Re: El compromiso principesco
08 nov 2003
"Es el invierno"
Por Gabriel Albiac

Que alguien se case con una periodista, con una domadora de elefantes,
con una catedrática de física cuántica, o con una sargento de la Guardia
Civil me trae al fresco. Pagarle la boda, no. Ni mantener a la pareja y su

progenie. De por vida. Menos aún, aceptar que la jefatura del Estado sea
transmisible por conducto cromosómico.

Todo es tan anacrónico que debiera, supongo, darme risa. Me la daría,
seguro, si no pagara impuestos. Ni tuviera nacionalidad. Me la daría,
seguro, si no fuera yo tan maniático en eso de querer pensar la existencia

humana en términos racionales. Me la daría, si dispusiera del capital
necesario para retirarme de este país, para no tener que contemplar, a
diario, el feo rostro sonriente de la sumisión humana, la babosa faz de
los siervos que sólo gozan del placer de sus señores.

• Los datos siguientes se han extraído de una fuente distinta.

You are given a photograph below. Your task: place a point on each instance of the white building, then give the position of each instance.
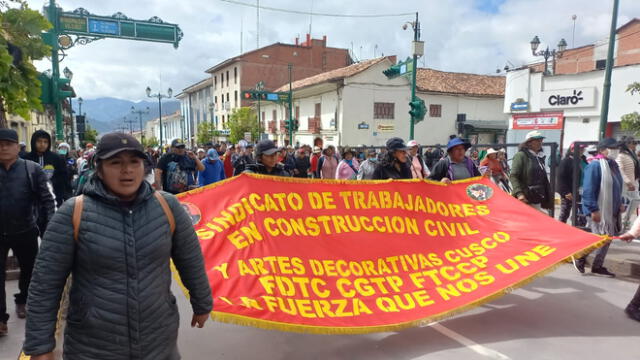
(359, 105)
(196, 104)
(566, 103)
(173, 127)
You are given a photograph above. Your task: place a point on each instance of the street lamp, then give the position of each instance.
(417, 48)
(535, 43)
(67, 73)
(140, 113)
(74, 136)
(160, 96)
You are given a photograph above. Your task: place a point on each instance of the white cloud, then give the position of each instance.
(459, 36)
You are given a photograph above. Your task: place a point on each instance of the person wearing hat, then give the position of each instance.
(368, 167)
(419, 169)
(328, 163)
(592, 152)
(395, 163)
(529, 174)
(456, 165)
(213, 169)
(176, 170)
(201, 154)
(347, 167)
(245, 159)
(52, 164)
(315, 157)
(23, 185)
(602, 201)
(630, 169)
(493, 165)
(267, 160)
(120, 303)
(286, 159)
(565, 183)
(302, 164)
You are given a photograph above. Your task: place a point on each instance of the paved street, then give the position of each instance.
(561, 316)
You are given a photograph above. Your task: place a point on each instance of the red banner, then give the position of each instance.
(358, 257)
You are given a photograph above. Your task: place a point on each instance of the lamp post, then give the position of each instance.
(214, 125)
(417, 48)
(74, 133)
(140, 113)
(160, 96)
(562, 46)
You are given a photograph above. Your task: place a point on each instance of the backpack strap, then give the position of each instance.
(77, 216)
(30, 167)
(167, 211)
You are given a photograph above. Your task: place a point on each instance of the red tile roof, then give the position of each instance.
(333, 75)
(429, 80)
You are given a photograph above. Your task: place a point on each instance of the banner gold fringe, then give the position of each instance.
(321, 181)
(325, 330)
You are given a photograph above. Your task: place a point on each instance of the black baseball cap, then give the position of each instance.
(177, 143)
(394, 144)
(266, 147)
(9, 135)
(115, 142)
(608, 143)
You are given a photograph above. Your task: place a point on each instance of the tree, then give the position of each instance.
(20, 44)
(243, 120)
(90, 135)
(206, 133)
(631, 121)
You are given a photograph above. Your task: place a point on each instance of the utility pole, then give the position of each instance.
(52, 13)
(160, 96)
(140, 113)
(606, 92)
(290, 125)
(416, 38)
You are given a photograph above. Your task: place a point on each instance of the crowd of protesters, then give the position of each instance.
(119, 182)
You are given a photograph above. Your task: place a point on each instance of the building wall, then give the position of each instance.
(352, 104)
(270, 65)
(581, 123)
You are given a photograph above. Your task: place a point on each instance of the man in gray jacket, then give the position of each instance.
(120, 301)
(23, 187)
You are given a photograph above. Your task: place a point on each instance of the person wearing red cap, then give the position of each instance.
(419, 169)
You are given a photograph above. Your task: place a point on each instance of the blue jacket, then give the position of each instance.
(591, 186)
(213, 172)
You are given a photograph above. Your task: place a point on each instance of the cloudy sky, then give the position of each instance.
(475, 36)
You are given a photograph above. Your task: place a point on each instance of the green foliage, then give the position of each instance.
(19, 84)
(90, 135)
(206, 133)
(242, 120)
(634, 88)
(631, 122)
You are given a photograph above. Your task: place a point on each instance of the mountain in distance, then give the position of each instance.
(107, 114)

Pero no puedo reírme. Ni soy lo bastante rico para exiliarme en una isla
desierta, ni lo bastante pobre para no tributar a Hacienda. Así que cargo
con esta solemne horterada. Que pago. Y que me repugna.

Pocas convicciones políticas me quedan. Soy, a decir verdad, un cadáver en

ese campo de lo político, por el cual trato de evitar contaminarme. La
última convicción que preservo es ésta: que no hay decencia institucional
que pueda transmitirse por la sangre. Y es para mí el enigma más
insondable
de la sociedad española que alguien pueda aceptar algo así sin morirse del

bochorno.

La monarquía, cualquier monarquía, pero mucho más la que exhibe el
oxímoron de decirse parlamentaria, es una letal incitación a la
melancolía.
A la misantropía, sobre todo. Hace falta que el cerebro humano haya
descendido muy hondo en su carrera hacia el simio, para tragarse una cosa
así con la sonrisa puesta, como, sin duda, se la traga la mayoría de la
ciudadanía -¿ciudadanía?- española.

¿Qué lugar queda aquí para las raras gentes empecinadas, como yo, en
mantener la racionalidad a cualquier precio, en política como en cualquier

otra actividad humana?

Bien sé que es una pregunta retórica. No, no queda sitio. Es el invierno
de la inteligencia: paisaje gélido, del cual queda excluido todo espíritu.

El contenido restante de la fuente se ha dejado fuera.